24 November 2014

Student Empowerment | COETAIL final project

A keen observer will notice that I haven't exactly followed the assignment here. Rather than revising a unit of instruction to attempt to redefine learning, my goal is to utilize educational technology to empower students to redefine their own learning. In a sense, I am reimagining every unit I teach. I started by trying to revise a single unit, but every change I made toward increasing student choice, voice, and agency, resulted in thinking less about deciding what I wanted students to do, and more about how I was going to document and curate what they would decide to do. A class wiki was needed first to act as a home base. In theory, it contains and organizes links to every online resource and tool we use in class. The link is jiesgradefiveandsix2014-15.wikispaces.com, and it's the only link you will find in this post because it leads to a page containing links to everything my class does online, including our Inquiry Tasks Organizer.

The Inquiry Tasks Organizer is the hub of our inquiries and assessments. The public 'class' organizer feeds private organizers for each students, to which they add links to their learning artifacts and self assessment rubrics. Over the course of the school year, this document will be used to empower students to take more control of the direction of their learning by providing a flexible and agile model for documentation and reflection.

Currently, our inquiries and tasks are quite structured, but as the students become more fluent inquirers, more freedom will be transferred to them without changing any essential procedures. This 'Project Management' aspect of my COETAIL final project, creating an interface that can maximize agency and transparency in the classroom, is an inquiry I look forward to pursuing further along a design process in which all participants' experiences are documented and utilized to inform ongoing iterations.

This 'Design Thinking' approach to classroom planning ensures that a unit is never 'finished', and that refinement and revision are designed in rather than being added or changed later.

The student experience thus far has been mixed. Some students enjoy the freedom that this approach affords, yet might be too easily distracted from relevant inquiries. Some are reluctant to let go of the traditional models of instruction, either our of confusion or lack of experience as independent learners.

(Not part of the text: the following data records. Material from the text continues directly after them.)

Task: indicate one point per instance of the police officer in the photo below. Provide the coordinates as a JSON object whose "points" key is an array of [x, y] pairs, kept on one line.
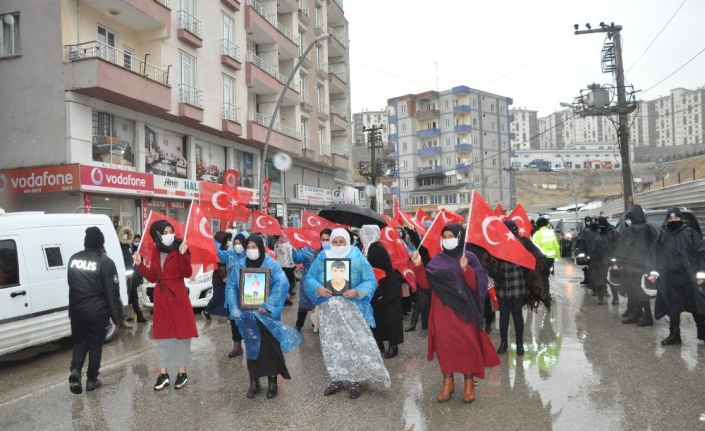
{"points": [[94, 298]]}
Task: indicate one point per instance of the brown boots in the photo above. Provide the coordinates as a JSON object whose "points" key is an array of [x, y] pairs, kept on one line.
{"points": [[469, 390], [448, 388]]}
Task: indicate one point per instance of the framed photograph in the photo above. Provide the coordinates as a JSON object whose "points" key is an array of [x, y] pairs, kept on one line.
{"points": [[336, 275], [254, 287]]}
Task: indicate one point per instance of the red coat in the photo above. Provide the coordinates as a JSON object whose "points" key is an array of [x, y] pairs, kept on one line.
{"points": [[173, 314], [461, 347]]}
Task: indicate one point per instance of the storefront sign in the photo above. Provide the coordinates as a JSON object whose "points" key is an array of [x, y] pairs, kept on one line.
{"points": [[110, 180], [313, 193], [41, 179], [177, 188]]}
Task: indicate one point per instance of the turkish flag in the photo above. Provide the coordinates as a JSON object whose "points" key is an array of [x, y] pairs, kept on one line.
{"points": [[301, 238], [486, 230], [398, 253], [422, 216], [147, 248], [499, 210], [266, 224], [432, 239], [220, 202], [199, 238], [519, 216]]}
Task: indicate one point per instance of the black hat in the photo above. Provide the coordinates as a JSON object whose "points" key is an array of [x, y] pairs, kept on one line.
{"points": [[94, 238]]}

Consequently, the full potential of this project has yet to be realized. That's great, because it is evidence to me that the project is working. Surely if students could easily adapt and thrive, it would imply that the learning environment hadn't changed much and certainly wasn't redefined.

Learning won't be redefined in one unit, but in the ongoing cycle of innovation and reflection that connected learning communities like COETAIL encourage and promote.